Bobby menilai buruh bukan hanya tulang punggung ekonomi, tetapi juga mitra strategis dalam merumuskan kebijakan. Ia menyebut berbagai tuntutan buruh, mulai dari ancaman PHK, upah layak, hingga penghapusan outsourcing, kini masuk dalam radar prioritas pemerintah provinsi.
“Semua tuntutan buruh menjadi perhatian. Yang bisa kami eksekusi di daerah akan langsung kami jalankan, selebihnya kami sampaikan ke pemerintah pusat,” ujarnya.
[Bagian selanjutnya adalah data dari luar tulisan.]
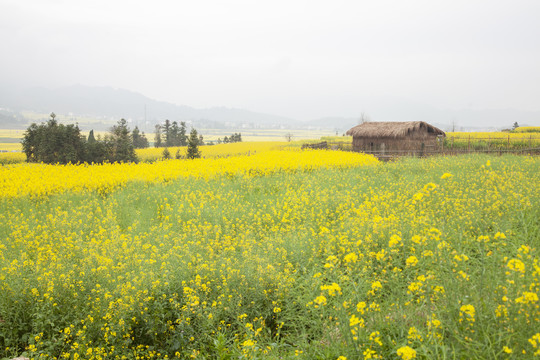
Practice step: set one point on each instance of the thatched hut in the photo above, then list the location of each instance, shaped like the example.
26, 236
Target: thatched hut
410, 137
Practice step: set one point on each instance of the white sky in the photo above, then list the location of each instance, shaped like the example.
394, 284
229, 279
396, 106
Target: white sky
303, 59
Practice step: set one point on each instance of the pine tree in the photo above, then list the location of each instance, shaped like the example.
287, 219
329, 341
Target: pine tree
157, 136
193, 145
122, 144
182, 134
91, 138
166, 154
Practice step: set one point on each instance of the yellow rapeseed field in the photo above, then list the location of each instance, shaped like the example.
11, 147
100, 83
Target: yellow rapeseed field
40, 179
278, 255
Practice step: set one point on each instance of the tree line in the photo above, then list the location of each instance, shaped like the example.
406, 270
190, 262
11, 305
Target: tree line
51, 142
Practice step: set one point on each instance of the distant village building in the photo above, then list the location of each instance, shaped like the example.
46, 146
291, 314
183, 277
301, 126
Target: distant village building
410, 137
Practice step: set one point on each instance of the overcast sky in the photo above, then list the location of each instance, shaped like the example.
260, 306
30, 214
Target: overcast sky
302, 59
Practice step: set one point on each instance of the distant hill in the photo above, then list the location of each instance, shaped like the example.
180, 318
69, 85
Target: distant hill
106, 105
107, 102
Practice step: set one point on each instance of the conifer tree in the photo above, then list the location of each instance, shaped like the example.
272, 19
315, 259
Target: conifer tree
193, 145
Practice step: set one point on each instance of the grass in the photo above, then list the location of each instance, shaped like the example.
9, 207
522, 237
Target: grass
428, 258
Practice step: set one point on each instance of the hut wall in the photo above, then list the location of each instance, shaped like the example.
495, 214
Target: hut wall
416, 144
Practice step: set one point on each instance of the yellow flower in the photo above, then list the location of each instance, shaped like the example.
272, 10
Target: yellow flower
411, 261
406, 353
446, 176
516, 265
467, 310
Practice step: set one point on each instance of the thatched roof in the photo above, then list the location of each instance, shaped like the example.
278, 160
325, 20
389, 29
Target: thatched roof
392, 129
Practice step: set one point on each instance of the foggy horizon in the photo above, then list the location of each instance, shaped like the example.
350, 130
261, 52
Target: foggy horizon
303, 60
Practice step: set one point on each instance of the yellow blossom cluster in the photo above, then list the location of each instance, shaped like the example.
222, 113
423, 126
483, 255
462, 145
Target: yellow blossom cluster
281, 254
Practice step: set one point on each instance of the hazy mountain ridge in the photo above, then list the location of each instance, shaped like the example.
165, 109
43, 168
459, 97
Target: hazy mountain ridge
119, 103
108, 104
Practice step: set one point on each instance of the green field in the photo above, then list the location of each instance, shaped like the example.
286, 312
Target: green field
421, 258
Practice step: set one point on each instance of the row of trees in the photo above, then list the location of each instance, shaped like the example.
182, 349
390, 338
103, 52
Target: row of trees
170, 134
231, 139
51, 142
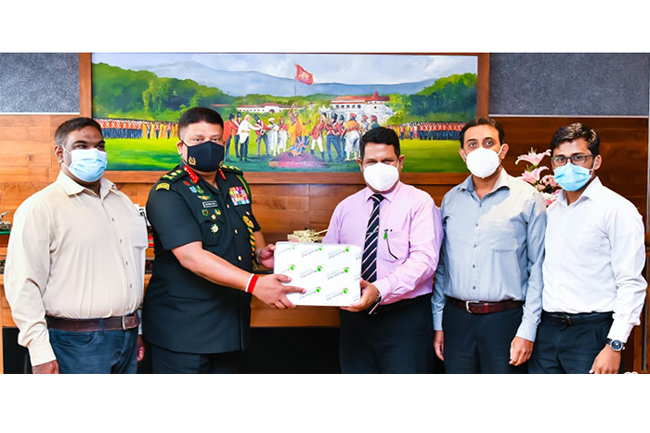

Namun, Bobby mengingatkan satu hal krusial: kenaikan upah tidak akan berarti jika harga kebutuhan pokok ikut melonjak. Karena itu, ia mendorong seluruh kepala daerah di Sumut menggelar operasi pasar untuk menjaga daya beli masyarakat.
Langkah ini menunjukkan pendekatan yang lebih realistis, mengaitkan isu ketenagakerjaan dengan stabilitas harga pangan, dua hal yang selama ini berjalan terpisah dalam kebijakan publik.
Selain itu, pemerintah provinsi juga mulai menjajaki skema perumahan bagi buruh. Opsi yang dibahas termasuk kolaborasi dengan perbankan daerah agar pekerja tidak lagi terjebak dalam siklus sewa, melainkan memiliki hunian sendiri.
Di sisi lain, Bobby menyoroti lemahnya pengawasan ketenagakerjaan. Ia menilai jumlah pengawas yang ada saat ini tidak sebanding dengan banyaknya perusahaan, sehingga membuka celah pelanggaran hak buruh.
Peringatan May Day ini juga diwarnai kegiatan simbolis seperti pemotongan tumpeng dan pembagian hadiah. Namun di balik itu, pesan yang dibawa cukup jelas: kesejahteraan buruh bukan hanya soal upah, melainkan ekosistem yang mencakup harga pangan, kepastian kerja, hingga akses terhadap perumahan.